Previous research work like that by Corsini et al. (2009), Ozdemir (2011), Lee et al. (2017), Naghibi et al. (2018), concluded that MLAs provided adequate results with respect to multivariate and bivariate statistical models. In other studies, like floods, landslides, and assessments of spring potential, the RBFnn-Bagging model has also given good results. In the sense that no overfeeding of data is executed, the RBFnn-Bagging model is the most important. It consists of multiple decision trees with an interaction between predisposing factors and non-linearity (Hong et al. 2020; Saha et al. 2021). The results also revealed that the processing speed of RBFnn-Bagging is much higher concerning RBFnn-Dagging mode, which means assignment of input factors is very important. As a matter of fact, concerning percentage of the low and high GWP zones, two models displayed a uniform spatial distribution.
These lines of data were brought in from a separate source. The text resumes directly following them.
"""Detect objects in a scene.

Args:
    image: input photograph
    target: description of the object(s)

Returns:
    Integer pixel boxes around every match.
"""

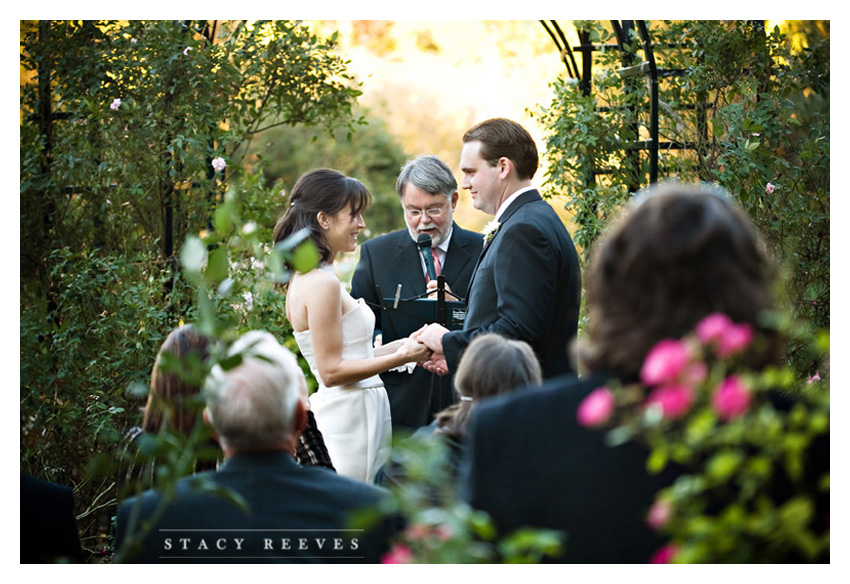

So, the RBF-Bagging and RBFnn-Dagging models can be applied for hazard vulnerability and susceptibility mappings such as flood, landslide, forest fire, and gully erosion at a local and regional scale.

5 Conclusion

Groundwater potential mapping, applying various predisposing factors, is an important aspect of groundwater research. For the accurate experiment of groundwater conditions, several algorithms have been applied around the globe. In this study, a well-accepted methodology was applied to delineate GWP zones in Md. Bazar Block. After critically evaluating the study, fourteen predisposing factors were overlaid with RBF-Bagging and RBFnn-Dagging models. The RBFnn-Bagging and RBFnn-Dagging models identified 16.92 and 13.70% of areas with very high groundwater potentiality and 68.64 and 68.03% of the block with low groundwater potentiality. The results alert that this block may face vulnerable conditions in the future if the government back-steps from introducing various schemes (i.e., rainwater harvesting, dam construction, etc.) and generating awareness among common people. Based on the experiment results the following conclusions can be summarized. First, the RBFnn-Bagging model has better prediction capacity than the RBFnn-Dagging model because the Bagging algorithm can be applied to find out reliable features of the real data. Second, researchers can solve the model overfitting problems by applying the RBF-Bagging model. Third, based on the mean decrease Gini, the most effective factors of groundwater potentiality are the distance to a river, pond frequency, aspect, stream junction frequency, elevation, and geomorphology, respectively. Finally, this proposed approach should be useful for the exploration, development, and management of groundwater. At the outset, it is pertinent that groundwater recharge processes along with their management are taken at the earliest in Md. Bazar Block.